Arnie Moreno: A Pioneer and Promoter of Pickleball in the Pacific Northwest

Arnie Moreno is a retired high school teacher, a varsity tennis coach, and a PTR tennis instructor. He has been passionate about tennis and other racket sports since he learned to play tennis at Washington State University. He is still active in USTA men's league and plays pickleball in between his tennis matches.

Arnie Moreno
Arnie Moreno

Arnie was one of the first people to witness the emergence of pickleball in the Pacific Northwest. He lived in Everett, Washington, and taught physical education in middle school when he saw his first pickleball match. He was intrigued by the fast-paced game that looked like a giant ping pong game. He noticed the groundstrokes and volleying attacks at the net, and the smiles on the faces of the players. He was eager to learn how to play this game and join the tournaments organized by Sid Williams, the founder of the United States Pickleball Association (USAPA).

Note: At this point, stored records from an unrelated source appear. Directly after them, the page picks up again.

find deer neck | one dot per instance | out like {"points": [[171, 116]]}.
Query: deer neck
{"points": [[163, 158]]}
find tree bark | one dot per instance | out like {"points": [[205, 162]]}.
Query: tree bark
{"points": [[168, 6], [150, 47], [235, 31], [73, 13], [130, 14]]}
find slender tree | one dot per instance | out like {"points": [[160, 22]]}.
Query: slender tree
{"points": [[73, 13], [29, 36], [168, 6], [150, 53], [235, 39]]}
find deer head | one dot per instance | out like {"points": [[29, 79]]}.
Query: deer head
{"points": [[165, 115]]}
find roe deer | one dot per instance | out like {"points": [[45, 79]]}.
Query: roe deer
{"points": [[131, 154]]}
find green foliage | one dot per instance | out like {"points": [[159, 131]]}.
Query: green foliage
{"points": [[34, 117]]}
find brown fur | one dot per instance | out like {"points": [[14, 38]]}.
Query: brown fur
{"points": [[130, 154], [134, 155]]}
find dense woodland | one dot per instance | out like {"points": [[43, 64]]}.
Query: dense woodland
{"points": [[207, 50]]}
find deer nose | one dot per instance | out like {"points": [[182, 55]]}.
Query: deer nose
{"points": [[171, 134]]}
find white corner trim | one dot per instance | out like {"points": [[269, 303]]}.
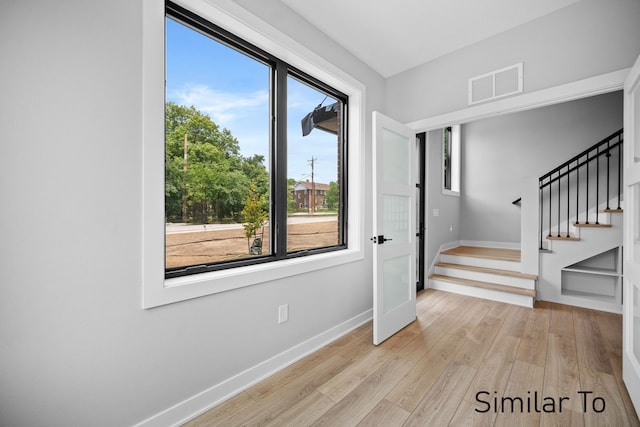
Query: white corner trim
{"points": [[591, 86], [436, 259], [207, 399]]}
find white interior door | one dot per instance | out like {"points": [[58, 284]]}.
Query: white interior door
{"points": [[631, 313], [394, 224]]}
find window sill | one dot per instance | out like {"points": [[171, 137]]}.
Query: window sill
{"points": [[199, 285]]}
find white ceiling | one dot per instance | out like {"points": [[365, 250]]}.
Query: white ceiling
{"points": [[394, 35]]}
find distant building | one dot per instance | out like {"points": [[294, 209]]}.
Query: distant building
{"points": [[302, 195]]}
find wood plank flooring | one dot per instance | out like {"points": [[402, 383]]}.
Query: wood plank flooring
{"points": [[463, 362]]}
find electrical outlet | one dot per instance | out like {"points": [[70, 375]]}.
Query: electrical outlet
{"points": [[283, 313]]}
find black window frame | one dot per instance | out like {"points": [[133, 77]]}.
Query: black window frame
{"points": [[279, 72]]}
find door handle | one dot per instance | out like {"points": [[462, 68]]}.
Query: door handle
{"points": [[379, 239]]}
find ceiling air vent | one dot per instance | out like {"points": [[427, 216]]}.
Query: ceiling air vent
{"points": [[496, 84]]}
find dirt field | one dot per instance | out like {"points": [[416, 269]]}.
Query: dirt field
{"points": [[201, 247]]}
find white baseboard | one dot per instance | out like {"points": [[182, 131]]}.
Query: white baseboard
{"points": [[207, 399]]}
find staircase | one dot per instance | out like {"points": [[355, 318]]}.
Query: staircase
{"points": [[489, 273], [579, 251]]}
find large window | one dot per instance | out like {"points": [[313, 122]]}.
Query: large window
{"points": [[255, 153], [451, 160]]}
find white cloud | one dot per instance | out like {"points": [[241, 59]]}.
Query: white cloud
{"points": [[223, 107]]}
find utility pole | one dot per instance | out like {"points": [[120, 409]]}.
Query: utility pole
{"points": [[184, 179], [312, 199]]}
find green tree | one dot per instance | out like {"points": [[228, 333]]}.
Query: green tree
{"points": [[206, 177], [254, 217], [332, 196], [291, 204]]}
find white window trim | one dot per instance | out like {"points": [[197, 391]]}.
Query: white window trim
{"points": [[455, 163], [156, 290]]}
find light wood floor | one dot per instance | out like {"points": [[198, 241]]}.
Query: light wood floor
{"points": [[430, 373]]}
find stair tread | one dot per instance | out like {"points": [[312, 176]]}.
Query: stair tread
{"points": [[485, 285], [563, 237], [500, 254], [591, 224], [496, 271]]}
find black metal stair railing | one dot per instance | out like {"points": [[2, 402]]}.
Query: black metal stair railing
{"points": [[582, 179], [567, 178]]}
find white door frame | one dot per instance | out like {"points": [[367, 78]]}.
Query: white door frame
{"points": [[394, 207], [631, 279]]}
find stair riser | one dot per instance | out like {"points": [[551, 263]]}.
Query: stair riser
{"points": [[488, 294], [518, 282], [481, 262]]}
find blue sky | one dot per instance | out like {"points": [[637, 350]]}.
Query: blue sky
{"points": [[234, 91]]}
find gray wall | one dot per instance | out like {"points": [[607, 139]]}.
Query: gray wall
{"points": [[498, 152], [75, 346], [588, 38]]}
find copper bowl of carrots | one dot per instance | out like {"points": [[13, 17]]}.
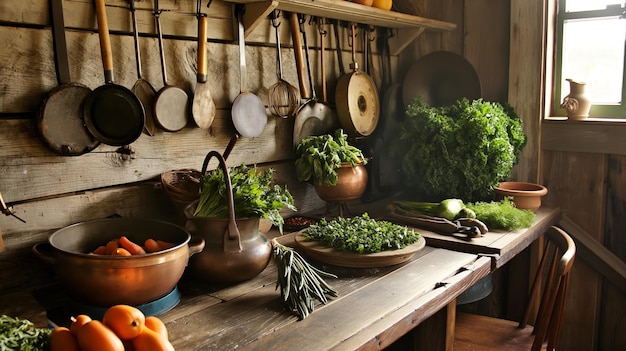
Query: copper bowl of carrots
{"points": [[133, 277]]}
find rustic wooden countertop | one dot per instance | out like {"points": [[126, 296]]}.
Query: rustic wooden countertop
{"points": [[375, 306]]}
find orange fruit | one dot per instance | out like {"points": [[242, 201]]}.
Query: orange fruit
{"points": [[126, 321], [155, 324], [151, 245], [121, 252], [62, 339], [78, 322], [151, 341], [383, 4], [95, 336]]}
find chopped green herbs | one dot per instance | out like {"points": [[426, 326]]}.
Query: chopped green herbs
{"points": [[361, 234], [502, 214], [21, 335]]}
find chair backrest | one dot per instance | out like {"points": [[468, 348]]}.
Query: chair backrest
{"points": [[553, 274]]}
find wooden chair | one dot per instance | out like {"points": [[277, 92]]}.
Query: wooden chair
{"points": [[475, 332]]}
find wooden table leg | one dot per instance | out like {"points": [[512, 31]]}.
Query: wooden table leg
{"points": [[437, 332]]}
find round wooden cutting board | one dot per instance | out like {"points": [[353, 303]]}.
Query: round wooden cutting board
{"points": [[335, 257]]}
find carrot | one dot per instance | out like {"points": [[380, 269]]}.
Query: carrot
{"points": [[164, 244], [151, 245], [111, 246], [131, 246], [100, 250]]}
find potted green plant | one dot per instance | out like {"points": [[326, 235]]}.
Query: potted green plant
{"points": [[459, 151], [332, 165], [226, 216]]}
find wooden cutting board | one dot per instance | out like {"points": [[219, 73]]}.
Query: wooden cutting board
{"points": [[340, 258]]}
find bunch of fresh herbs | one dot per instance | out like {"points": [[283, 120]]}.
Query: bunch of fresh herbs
{"points": [[301, 284], [318, 157], [361, 234], [253, 195], [21, 335], [458, 151], [502, 214]]}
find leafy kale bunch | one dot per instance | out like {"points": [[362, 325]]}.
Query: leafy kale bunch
{"points": [[459, 151], [318, 157], [253, 195]]}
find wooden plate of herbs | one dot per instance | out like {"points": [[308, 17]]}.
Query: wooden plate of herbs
{"points": [[329, 255], [344, 257]]}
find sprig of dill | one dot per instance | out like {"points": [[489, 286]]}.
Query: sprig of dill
{"points": [[502, 214]]}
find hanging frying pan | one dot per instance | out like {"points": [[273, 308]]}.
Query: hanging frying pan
{"points": [[356, 98], [143, 89], [113, 114], [171, 105], [315, 117], [248, 111], [203, 107], [60, 120], [441, 78]]}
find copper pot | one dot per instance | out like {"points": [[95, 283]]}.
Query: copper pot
{"points": [[102, 280], [235, 250], [218, 263], [351, 184]]}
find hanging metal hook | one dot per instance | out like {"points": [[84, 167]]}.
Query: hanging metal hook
{"points": [[274, 15], [320, 26], [8, 210]]}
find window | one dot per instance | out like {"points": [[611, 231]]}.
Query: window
{"points": [[591, 41]]}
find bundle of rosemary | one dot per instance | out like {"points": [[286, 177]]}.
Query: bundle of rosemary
{"points": [[300, 283]]}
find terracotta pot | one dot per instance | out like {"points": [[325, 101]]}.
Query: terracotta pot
{"points": [[525, 195], [235, 250], [350, 186]]}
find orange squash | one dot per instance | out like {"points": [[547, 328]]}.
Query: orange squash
{"points": [[151, 341], [62, 339], [125, 321], [95, 336]]}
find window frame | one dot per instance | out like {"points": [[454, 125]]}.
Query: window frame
{"points": [[597, 111]]}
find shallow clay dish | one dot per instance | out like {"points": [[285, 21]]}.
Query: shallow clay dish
{"points": [[525, 195]]}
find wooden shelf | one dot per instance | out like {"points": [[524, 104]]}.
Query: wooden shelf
{"points": [[408, 27]]}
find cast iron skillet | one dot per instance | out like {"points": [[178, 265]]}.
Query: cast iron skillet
{"points": [[112, 113], [60, 119]]}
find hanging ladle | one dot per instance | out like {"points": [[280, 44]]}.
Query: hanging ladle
{"points": [[283, 98]]}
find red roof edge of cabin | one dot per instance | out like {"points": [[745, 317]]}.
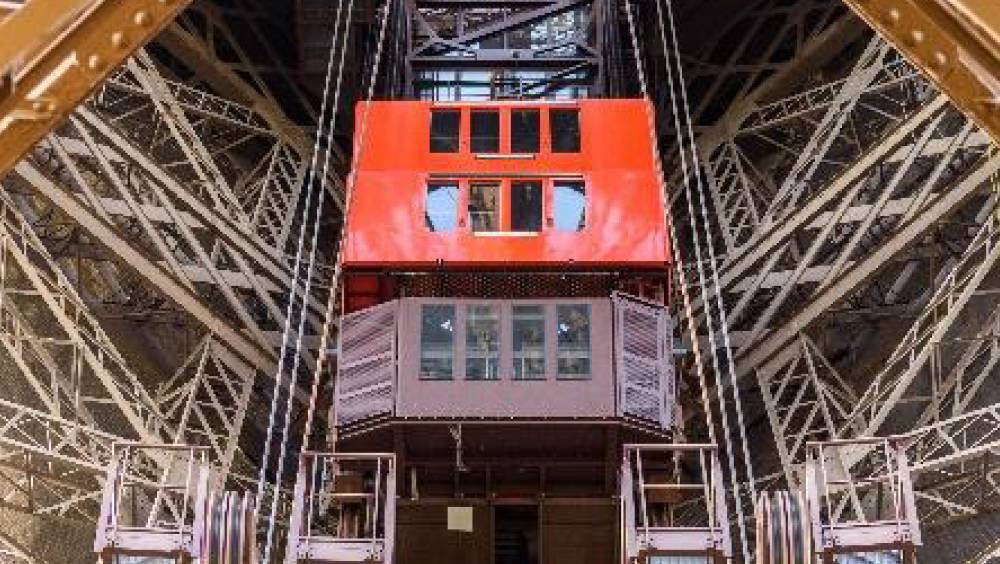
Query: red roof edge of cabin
{"points": [[623, 225]]}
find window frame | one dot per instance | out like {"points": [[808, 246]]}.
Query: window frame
{"points": [[505, 201], [555, 208], [575, 110], [459, 134], [457, 360], [457, 212], [501, 114], [539, 139], [505, 354], [589, 374]]}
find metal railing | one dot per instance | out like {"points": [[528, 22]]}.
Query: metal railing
{"points": [[344, 508], [154, 500], [861, 496], [667, 512]]}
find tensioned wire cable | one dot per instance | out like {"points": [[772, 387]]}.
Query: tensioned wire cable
{"points": [[703, 193], [310, 184], [678, 260], [331, 305], [333, 292]]}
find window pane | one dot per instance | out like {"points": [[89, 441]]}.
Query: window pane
{"points": [[484, 214], [529, 342], [437, 338], [881, 557], [570, 205], [482, 342], [444, 131], [573, 340], [526, 206], [486, 131], [565, 126], [524, 131], [442, 207]]}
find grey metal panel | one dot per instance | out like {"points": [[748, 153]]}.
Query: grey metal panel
{"points": [[643, 360], [366, 368]]}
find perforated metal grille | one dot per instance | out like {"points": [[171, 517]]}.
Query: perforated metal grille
{"points": [[367, 365], [643, 361]]}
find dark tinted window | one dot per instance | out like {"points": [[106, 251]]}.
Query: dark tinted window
{"points": [[486, 131], [526, 206], [524, 128], [565, 126], [444, 131], [484, 208]]}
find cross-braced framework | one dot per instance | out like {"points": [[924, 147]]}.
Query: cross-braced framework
{"points": [[855, 207], [506, 50], [166, 203]]}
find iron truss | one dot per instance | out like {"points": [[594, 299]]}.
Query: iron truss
{"points": [[146, 262], [856, 209]]}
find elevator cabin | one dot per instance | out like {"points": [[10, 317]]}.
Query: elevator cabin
{"points": [[505, 331]]}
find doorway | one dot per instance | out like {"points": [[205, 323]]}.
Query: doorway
{"points": [[515, 534]]}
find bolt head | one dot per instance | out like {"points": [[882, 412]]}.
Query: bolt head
{"points": [[95, 62], [119, 40]]}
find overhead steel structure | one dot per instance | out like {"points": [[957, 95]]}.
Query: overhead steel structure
{"points": [[153, 197]]}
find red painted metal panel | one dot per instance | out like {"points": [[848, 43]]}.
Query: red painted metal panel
{"points": [[625, 226]]}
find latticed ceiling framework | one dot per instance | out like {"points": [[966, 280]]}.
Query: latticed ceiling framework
{"points": [[147, 244]]}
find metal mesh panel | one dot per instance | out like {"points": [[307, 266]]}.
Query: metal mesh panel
{"points": [[643, 362], [367, 365]]}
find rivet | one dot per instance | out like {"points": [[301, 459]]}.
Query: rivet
{"points": [[95, 62], [118, 40]]}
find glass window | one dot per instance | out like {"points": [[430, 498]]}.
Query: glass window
{"points": [[442, 206], [524, 131], [573, 340], [482, 342], [437, 339], [484, 208], [565, 125], [529, 342], [570, 205], [444, 130], [485, 131], [526, 206]]}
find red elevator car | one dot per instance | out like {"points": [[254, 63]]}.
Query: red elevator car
{"points": [[506, 185]]}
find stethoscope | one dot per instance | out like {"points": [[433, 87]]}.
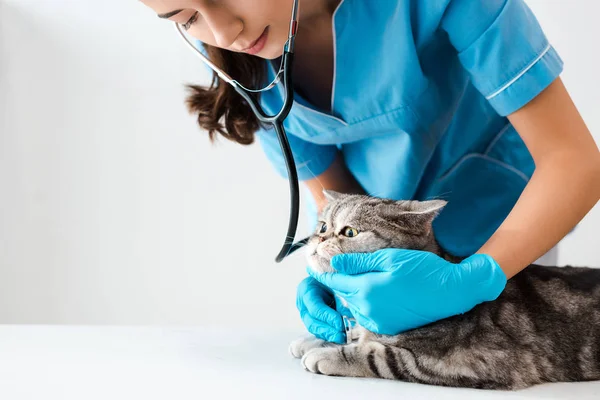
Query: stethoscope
{"points": [[276, 121]]}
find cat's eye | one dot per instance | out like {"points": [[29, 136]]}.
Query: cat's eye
{"points": [[349, 232], [323, 228]]}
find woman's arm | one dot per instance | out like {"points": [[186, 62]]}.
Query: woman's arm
{"points": [[336, 177], [563, 189]]}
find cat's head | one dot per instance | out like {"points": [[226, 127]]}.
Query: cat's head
{"points": [[362, 224]]}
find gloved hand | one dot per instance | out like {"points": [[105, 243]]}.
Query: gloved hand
{"points": [[391, 291], [319, 311]]}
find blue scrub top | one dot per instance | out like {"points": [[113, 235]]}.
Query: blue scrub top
{"points": [[421, 92]]}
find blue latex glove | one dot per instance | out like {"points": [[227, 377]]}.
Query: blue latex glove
{"points": [[391, 291], [320, 312]]}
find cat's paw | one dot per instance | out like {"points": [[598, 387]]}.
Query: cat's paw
{"points": [[325, 361], [301, 346]]}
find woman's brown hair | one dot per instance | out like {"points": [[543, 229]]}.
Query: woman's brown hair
{"points": [[220, 109]]}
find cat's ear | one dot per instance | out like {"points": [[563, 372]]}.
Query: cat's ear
{"points": [[331, 195], [415, 215], [433, 207]]}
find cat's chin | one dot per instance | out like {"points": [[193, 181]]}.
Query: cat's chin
{"points": [[319, 263]]}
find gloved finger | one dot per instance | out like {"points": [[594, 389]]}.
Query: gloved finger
{"points": [[322, 330], [362, 320], [345, 285], [359, 263], [317, 308]]}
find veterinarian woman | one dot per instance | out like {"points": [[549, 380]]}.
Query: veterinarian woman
{"points": [[410, 99]]}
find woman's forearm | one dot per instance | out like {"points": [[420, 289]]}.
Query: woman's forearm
{"points": [[558, 196], [563, 189]]}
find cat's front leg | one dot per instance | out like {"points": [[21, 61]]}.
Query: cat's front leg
{"points": [[361, 360]]}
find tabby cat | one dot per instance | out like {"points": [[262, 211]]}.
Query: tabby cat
{"points": [[544, 327]]}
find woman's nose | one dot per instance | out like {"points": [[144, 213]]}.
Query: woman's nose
{"points": [[224, 25]]}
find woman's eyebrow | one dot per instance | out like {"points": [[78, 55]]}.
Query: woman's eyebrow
{"points": [[169, 14]]}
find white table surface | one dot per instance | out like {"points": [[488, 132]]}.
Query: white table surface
{"points": [[77, 363]]}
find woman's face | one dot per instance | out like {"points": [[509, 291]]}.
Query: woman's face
{"points": [[258, 27]]}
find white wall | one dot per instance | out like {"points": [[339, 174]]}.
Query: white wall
{"points": [[115, 209]]}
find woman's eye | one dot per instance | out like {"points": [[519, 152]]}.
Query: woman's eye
{"points": [[323, 228], [349, 232]]}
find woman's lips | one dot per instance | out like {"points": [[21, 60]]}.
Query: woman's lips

Arnie quickly became hooked on pickleball and started to promote it to his students and friends. He introduced pickleball to his middle school and high school PE classes, and it soon became part of almost every PE curriculum in the region. He also used his tennis skills to excel in pickleball and looked for every chance to attack at the net. He had a signature phrase to tell players to drop the ball into the kitchen: "chili dip it!"

Arnie also learned about the history of pickleball from Sid Williams, who told him how the game was invented by Washington State Senator Joel Pritchard and his family in Bainbridge, Washington. They named the game after their dog Pickles, who would chase the plastic wiffle ball during their matches in their driveway. Sid invited Arnie to join the USAPA and help him organize competitive tournaments for players of all levels and age groups. The tournaments were held in gyms and fitness clubs in the Puget Sound area, from Tacoma to Everett.

Arnie also met Mark Friedenburg, a Seattle native and the author of "The Official Pickleball Handbook". Mark ran an instructional pickleball website named "Winning Pickleball". Sid and Mark asked Arnie to coordinate and run pickleball tournaments in Everett. Mark listed Arnie as the Everett tournament director in his first book on pickleball. Arnie became involved with directing tournaments in his area and playing in tournaments in the Puget Sound. Sid and Mark are in the USA Pickleball Hall of Fame.

Arnie Moreno is a pioneer of pickleball in the Pacific Northwest. He has contributed to the growth and popularity of the game in the region and beyond. He has also enjoyed playing and teaching pickleball for over three decades. He loves the game and the friends he has made along the way.

His article is really about his experience with the very beginnings of this wonderful racket game. Sid and Mark used to dream about and worked hard to spread the game all over the US. The game is challenging and social. It can be as competitive as he wants or not competitive. The benefits of exercise span all ages and it is an easy game to play because it requires less technique work than tennis. He is an avid tennis and pickleball player and feels so lucky to have it as a part of his life.